French actor Jeanne Moreau, a smoky-voiced femme fatale whose award-winning, seven-decade career included work with some of the world's most acclaimed directors, has died aged 89.
The French president’s office announced her death in a statement without providing a cause, and an assistant to her agent confirmed the death but would not provide details.
Outspoken and politically active, Moreau starred in more than 100 films, recorded albums and worked well into her eighties.
She won an honorary Oscar in 1998 for lifetime achievement as well as French cinema and theatre awards, and presided over the jury at the Cannes Film Festival twice.
Moreau was perhaps best known for her performance as Catherine in Francois Truffaut's 1962 love triangle film Jules et Jim, where two friends vied for her affections.
She also performed in films by Orson Welles, Peter Brook, Wim Wenders and other international directors.
Moreau starred in her last feature film in 2015, a French comedy called My Friends' Talent.
She had a brief marriage to William Friedkin, the Oscar-winning director of film classics The French Connection and The Exorcist, and had a high-profile, five-year relationship with designer Pierre Cardin, described by both as a "true love", though they were never married.

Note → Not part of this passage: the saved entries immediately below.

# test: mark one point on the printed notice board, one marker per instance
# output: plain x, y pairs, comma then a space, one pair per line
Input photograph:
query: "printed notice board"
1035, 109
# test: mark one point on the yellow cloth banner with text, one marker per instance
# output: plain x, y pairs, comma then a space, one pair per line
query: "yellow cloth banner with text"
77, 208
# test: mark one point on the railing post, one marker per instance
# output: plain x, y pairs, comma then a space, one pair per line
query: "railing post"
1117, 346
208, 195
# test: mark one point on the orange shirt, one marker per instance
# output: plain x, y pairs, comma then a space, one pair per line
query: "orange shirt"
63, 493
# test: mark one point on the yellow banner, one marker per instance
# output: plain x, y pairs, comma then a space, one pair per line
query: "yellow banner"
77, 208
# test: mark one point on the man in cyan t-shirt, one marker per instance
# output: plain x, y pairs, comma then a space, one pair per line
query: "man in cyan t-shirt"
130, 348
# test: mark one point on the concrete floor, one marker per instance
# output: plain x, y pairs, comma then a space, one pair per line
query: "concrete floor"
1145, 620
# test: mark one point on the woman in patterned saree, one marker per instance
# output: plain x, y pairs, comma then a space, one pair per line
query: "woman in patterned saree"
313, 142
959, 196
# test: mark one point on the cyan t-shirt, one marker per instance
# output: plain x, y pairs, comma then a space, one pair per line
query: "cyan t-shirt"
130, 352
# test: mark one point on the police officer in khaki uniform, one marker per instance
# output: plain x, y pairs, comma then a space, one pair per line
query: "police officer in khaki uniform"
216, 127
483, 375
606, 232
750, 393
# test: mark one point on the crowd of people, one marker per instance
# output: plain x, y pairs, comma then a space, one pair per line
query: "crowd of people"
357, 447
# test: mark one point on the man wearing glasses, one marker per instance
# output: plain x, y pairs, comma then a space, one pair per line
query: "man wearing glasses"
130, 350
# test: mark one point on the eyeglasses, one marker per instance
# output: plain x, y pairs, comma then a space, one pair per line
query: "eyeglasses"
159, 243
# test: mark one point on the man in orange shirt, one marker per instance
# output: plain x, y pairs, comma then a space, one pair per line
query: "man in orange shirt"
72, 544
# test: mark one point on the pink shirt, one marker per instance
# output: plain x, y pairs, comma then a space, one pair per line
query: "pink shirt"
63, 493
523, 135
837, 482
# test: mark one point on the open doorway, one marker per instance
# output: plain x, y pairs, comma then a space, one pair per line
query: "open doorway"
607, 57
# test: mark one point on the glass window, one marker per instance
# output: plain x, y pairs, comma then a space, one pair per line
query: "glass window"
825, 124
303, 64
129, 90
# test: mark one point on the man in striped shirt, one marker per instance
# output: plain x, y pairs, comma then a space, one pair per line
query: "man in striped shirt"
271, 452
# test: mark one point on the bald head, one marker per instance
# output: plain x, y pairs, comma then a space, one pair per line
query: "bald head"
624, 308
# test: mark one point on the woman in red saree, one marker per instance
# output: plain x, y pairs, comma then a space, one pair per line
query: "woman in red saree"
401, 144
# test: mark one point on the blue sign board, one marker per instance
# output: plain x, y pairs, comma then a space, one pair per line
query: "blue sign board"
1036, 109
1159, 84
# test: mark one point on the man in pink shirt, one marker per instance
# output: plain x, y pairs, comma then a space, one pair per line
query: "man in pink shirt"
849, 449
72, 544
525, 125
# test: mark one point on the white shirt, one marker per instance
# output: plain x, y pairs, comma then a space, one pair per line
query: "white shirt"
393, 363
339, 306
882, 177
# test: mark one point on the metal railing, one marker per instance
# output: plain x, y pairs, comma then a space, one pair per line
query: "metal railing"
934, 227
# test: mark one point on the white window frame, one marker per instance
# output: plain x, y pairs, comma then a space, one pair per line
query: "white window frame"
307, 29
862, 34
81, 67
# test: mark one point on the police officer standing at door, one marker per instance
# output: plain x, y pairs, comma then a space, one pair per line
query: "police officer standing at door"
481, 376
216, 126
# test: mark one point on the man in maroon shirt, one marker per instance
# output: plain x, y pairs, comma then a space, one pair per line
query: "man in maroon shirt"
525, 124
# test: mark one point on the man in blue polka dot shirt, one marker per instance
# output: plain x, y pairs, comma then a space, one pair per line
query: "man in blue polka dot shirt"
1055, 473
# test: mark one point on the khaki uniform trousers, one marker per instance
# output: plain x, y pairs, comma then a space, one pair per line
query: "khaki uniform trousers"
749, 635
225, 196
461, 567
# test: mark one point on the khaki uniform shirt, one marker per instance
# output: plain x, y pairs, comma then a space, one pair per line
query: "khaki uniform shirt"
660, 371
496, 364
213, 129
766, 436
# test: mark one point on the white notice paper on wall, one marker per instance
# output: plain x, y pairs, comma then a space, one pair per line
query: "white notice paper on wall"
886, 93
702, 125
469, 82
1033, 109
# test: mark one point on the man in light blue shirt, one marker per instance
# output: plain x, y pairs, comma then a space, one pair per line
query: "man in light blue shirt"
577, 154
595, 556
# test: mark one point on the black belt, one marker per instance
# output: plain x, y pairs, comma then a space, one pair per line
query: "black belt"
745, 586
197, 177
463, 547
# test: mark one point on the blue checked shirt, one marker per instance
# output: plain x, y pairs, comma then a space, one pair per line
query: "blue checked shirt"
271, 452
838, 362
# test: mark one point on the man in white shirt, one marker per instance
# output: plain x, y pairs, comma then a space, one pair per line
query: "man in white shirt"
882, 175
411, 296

President Emmanuel Macron said Moreau epitomised her art like few others, and praised her for going beyond her earlier roles as a screen siren to embrace other genres, starring in comedies and action films.
“That was her freedom ... always rebellious against the established order,” he said in a statement.
Mr Macron celebrated a “spark in her eye that defied reverence and was an invitation to insolence, to liberty, to this whirlpool of life that she loved so much, and that she made us love”.